Consider the question of data, which has become even more salient today because of the policy debate about whether digital contact-tracing apps can help the economy to emerge from lockdown faster.
This approach will be effective only if a high enough proportion of the population uses the same app and shares the data it gathers. And, as the Ada Lovelace Institute points out in a thoughtful report, that will depend on whether people regard the app as trustworthy and are sure that using it will help them. No app will be effective if people are unwilling to provide “their” data to governments rolling out the system. If I decide to withhold information about my movements and contacts, this would adversely affect everyone.
Yet, while much information certainly should remain private, data about individuals is only rarely “personal,” in the sense that it is only about them. Indeed, very little data with useful information content concerns a single individual; it is the context – whether population data, location, or the activities of others – that gives it value.

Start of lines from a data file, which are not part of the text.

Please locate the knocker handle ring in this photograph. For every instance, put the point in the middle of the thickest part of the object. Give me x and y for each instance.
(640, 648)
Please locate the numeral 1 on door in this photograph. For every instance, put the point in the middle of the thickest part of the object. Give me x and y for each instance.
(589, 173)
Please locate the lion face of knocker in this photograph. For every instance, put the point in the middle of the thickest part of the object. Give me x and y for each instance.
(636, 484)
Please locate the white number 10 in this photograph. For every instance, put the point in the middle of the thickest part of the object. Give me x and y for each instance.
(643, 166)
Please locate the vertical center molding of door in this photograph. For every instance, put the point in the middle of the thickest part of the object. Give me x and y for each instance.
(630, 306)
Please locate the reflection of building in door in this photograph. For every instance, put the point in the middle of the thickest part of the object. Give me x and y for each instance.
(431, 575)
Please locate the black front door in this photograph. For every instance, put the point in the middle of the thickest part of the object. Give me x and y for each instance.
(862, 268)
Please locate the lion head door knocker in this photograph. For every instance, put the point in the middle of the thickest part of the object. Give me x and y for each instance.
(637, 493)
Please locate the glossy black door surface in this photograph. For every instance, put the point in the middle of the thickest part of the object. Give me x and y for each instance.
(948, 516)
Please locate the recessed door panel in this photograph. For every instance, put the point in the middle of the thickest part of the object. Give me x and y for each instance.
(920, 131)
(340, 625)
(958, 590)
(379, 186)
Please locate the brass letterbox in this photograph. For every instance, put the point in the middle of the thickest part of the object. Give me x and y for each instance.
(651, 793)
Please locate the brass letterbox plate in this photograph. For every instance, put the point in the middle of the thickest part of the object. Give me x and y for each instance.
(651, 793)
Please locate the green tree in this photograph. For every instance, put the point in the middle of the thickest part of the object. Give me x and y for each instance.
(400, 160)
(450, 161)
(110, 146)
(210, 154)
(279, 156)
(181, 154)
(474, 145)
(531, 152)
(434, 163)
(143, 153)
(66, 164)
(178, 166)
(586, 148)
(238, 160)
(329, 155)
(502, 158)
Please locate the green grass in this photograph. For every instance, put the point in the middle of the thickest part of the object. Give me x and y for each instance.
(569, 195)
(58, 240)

Most commentators recognize that privacy and trust must be balanced with the need to fill the huge gaps in our knowledge about COVID-19. But the balance is tipping toward the latter. In the current circumstances, the collective goal outweighs individual preferences.
But the current emergency is only an acute symptom of increasing interdependence. Underlying it is the steady shift from an economy in which the classical assumptions of diminishing or constant returns to scale hold true to one in which there are increasing returns to scale almost everywhere.
In the conventional framework, adding a unit of input (capital and labor) produces a smaller or (at best) the same increment to output. For an economy based on agriculture and manufacturing, this was a reasonable assumption.
But much of today’s economy is characterized by increasing returns, with bigger firms doing ever better. The network effects that drive the growth of digital platforms are one example of this. And because most sectors of the economy have high upfront costs, bigger producers face lower unit costs.
One important source of increasing returns is the extensive experience-based know-how needed in high-value activities such as software design, architecture, and advanced manufacturing. Such returns not only favor incumbents, but also mean that choices by individual producers and consumers have spillover effects on others.
The pervasiveness of increasing returns to scale, and spillovers more generally, has been surprisingly slow to influence policy choices, even though economists have been focusing on the phenomenon for many years now. The COVID-19 pandemic may make it harder to ignore.
Just as a spider’s web crumples when a few strands are broken, so the pandemic has highlighted the risks arising from our economic interdependence. And now California and Georgia, Germany and Italy, and China and the United States need each other to recover and rebuild. No one should waste time yearning for an unsustainable fantasy.